The tenderest of beings, the sweetest of souls, find rare solace;
steadfast between these kindred hearts this their solemn promise
Until the last star vanishes, until the sun goes dark,
there will always be a place, within each others hearts.
Traveling
My body probably won’t travel far.
I doubt I’ll dance among the stars
But, OH! The places that I dream to go.
I want to see New Years enter into Times Square
Eat cotton candy at the Iowa State Fair
I want to flash my boobs and earn my beads
for Mardis Gras in New Orleans
I want to experience Easter in Israel
to visit London where the tower fell.
I want to drink a pint in a pub in Dublin
then head towards Venice with building crumblin’
I want to hear mass in Vatican City
to eat bread and cheese in Switzerland’s alps; pretty
I want to smoke a fatty while in Jamaica
head “Down Under” for some Sydney, Australia
I want Fourth of July in Washington, D.C.
then a week’s vacation in the Florida Keys.
To travel these places would make my heart sing
If I dream hard enough, I can imagine anything.
Well then, here we are
Last Friday I had surgery on my ankle to fix chronic pain that I incurred when my body decided it would be a great idea to not only enlarge my foot nerve, but attach it to the major artery running through said foot. So whenever I would step, extend, or use my foot, I was in constant pain. However, after the surgery, I feel so much better that I’ve been tempted to overdo it a bit because I can’t believe how much better I feel. Although I have irritation from the surgery site and some pretty impressive stitches, the pain level is more at a pinch instead of a cut-my-foot-off-for-the-love-of-Pete!
But I’m back and rolling again.
My friend posed the question: What if someone said “I love you” and you never heard it? It inspired the following poem entitled Rejected Love.

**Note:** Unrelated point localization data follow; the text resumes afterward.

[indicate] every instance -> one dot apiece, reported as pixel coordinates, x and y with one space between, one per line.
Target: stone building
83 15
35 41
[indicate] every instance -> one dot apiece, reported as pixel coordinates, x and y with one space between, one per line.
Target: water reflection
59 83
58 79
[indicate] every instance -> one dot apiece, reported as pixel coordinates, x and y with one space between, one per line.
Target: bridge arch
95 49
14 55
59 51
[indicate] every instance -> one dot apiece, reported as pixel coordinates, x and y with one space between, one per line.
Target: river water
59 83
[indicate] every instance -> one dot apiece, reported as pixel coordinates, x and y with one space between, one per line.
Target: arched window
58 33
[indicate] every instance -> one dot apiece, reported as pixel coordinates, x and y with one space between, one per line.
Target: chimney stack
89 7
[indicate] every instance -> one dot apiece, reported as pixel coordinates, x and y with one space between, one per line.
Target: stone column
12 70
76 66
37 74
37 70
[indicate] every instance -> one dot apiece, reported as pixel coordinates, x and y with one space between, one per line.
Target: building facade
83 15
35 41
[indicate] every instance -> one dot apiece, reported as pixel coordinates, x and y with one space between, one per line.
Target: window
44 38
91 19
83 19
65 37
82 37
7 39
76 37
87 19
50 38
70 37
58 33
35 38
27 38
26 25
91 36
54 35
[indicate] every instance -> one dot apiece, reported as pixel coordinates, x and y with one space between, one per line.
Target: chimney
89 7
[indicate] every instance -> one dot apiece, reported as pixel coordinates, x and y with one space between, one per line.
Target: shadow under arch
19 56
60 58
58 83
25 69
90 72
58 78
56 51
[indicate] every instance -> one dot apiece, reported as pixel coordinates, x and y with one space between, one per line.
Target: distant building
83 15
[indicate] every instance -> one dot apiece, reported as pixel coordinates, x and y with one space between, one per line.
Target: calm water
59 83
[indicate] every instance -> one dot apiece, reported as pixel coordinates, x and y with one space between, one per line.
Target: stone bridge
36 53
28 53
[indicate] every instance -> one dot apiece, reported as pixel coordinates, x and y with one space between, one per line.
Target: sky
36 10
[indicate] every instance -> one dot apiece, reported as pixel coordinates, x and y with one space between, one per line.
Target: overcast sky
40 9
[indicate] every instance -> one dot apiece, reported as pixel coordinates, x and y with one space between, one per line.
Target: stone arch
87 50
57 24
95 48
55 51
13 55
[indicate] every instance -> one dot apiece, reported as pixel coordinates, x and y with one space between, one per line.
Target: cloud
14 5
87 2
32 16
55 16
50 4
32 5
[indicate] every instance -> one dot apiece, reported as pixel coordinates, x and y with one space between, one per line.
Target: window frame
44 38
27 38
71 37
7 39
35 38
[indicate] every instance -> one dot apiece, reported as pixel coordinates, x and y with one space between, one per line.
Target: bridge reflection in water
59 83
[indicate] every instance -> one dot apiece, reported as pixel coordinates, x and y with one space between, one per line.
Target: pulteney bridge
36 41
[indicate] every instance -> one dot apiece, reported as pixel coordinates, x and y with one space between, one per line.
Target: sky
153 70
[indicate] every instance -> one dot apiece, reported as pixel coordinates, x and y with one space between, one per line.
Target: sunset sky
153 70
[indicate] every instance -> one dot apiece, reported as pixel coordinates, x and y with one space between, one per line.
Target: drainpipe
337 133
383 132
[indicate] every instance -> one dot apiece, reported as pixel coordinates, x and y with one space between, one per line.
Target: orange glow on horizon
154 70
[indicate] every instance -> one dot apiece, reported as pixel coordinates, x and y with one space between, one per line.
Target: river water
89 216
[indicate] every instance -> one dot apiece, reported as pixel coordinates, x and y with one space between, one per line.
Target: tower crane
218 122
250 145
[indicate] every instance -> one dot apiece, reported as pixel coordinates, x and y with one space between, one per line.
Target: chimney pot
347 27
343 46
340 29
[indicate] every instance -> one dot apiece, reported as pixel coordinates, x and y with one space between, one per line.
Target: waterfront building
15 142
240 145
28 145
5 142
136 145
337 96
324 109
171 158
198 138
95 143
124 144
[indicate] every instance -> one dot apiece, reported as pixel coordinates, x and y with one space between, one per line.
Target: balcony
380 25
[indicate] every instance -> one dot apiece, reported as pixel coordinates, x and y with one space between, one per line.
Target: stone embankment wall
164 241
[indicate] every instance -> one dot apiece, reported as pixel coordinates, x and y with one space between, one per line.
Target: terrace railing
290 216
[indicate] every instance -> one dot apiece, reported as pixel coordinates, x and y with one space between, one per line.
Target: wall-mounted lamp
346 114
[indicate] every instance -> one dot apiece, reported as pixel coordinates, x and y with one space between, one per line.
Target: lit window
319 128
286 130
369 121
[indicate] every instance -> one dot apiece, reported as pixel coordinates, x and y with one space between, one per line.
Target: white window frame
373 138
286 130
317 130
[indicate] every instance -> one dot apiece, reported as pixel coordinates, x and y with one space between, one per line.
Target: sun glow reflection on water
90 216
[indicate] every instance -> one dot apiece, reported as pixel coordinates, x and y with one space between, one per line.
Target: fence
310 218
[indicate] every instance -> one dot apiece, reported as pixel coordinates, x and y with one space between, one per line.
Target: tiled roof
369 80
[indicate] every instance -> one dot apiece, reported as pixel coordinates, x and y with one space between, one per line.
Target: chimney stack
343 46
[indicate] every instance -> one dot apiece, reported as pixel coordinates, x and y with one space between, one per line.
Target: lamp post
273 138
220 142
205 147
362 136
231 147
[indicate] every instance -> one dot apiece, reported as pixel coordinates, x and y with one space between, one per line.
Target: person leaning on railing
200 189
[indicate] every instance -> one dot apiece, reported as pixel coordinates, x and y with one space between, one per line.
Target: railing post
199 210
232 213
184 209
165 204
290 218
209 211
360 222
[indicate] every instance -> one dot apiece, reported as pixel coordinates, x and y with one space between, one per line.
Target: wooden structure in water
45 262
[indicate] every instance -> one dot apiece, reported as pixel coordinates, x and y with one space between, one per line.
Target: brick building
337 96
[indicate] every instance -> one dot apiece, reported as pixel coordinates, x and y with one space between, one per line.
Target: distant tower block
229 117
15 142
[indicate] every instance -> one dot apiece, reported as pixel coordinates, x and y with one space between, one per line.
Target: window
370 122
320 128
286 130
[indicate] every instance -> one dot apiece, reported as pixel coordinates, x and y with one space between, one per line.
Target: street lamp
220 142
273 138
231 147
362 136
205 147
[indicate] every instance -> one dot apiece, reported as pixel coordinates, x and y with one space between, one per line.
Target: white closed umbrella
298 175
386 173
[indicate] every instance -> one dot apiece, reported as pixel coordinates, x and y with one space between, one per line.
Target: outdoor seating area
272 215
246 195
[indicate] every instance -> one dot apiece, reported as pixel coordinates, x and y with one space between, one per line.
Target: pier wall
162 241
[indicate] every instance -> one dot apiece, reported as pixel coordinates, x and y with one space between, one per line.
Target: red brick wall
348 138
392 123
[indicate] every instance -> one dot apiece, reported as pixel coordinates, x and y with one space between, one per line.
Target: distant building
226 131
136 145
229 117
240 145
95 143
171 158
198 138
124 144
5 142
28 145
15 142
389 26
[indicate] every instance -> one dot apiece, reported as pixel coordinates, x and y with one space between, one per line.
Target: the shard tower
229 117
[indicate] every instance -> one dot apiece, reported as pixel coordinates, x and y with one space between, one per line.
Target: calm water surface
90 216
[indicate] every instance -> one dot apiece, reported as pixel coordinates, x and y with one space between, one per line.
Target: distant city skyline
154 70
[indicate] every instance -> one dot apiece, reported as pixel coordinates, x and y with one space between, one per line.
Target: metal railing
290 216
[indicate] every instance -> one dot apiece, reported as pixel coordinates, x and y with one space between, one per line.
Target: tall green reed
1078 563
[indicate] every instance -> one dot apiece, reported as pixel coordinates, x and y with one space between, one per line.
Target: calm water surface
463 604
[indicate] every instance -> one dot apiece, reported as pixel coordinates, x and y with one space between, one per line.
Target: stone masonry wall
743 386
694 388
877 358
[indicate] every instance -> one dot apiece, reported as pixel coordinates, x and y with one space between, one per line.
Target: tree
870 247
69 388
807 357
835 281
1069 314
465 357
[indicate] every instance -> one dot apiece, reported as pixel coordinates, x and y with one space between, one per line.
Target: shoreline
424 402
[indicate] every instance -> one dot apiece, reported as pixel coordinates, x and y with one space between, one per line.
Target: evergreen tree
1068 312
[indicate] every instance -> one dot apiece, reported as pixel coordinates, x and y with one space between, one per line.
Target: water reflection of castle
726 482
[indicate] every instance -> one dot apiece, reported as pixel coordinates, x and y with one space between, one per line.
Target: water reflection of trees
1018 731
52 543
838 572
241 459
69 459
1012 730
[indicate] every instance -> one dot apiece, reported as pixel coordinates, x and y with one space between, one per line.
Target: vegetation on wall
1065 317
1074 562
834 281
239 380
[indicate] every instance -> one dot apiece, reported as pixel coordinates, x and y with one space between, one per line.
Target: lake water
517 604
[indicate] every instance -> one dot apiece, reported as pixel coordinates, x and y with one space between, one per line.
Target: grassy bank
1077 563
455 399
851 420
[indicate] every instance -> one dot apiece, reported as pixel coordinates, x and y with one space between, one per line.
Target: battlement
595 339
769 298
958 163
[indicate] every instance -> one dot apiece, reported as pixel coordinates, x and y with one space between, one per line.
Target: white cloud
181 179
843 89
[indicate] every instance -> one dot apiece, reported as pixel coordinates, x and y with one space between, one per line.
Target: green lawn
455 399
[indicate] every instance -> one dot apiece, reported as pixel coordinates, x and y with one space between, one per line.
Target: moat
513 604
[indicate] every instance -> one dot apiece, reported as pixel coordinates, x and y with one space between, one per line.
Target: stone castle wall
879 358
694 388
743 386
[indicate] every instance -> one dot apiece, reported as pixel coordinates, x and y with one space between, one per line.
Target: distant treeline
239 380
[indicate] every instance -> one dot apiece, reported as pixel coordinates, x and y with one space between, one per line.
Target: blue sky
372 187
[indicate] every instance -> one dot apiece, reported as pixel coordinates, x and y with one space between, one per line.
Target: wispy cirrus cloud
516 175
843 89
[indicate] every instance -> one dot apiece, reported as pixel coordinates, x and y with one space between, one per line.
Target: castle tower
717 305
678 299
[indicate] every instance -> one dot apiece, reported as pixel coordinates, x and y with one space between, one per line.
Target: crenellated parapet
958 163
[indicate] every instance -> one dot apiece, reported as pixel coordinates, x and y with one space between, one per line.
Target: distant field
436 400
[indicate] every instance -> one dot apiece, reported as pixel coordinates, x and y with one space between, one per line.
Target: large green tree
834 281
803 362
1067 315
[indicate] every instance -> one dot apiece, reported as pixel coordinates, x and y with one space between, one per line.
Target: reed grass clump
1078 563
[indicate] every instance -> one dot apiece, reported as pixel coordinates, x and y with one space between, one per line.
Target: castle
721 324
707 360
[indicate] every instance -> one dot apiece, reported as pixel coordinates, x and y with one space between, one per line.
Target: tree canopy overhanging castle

I’ve been told “I love you” in a million different ways
By thousands of different mouths promising devotion
In actions and in words designed to set my heart ablaze
With alchemic bumbling, “Drink this Number 9 potion.”
But the spells they cast upon my heart break up before they land
Their intentions not as holy as the unguarded that you proffered
In the secret place you’ve discovered, my oasis in the sand
While you accepted my treasure trove, they could not be bothered.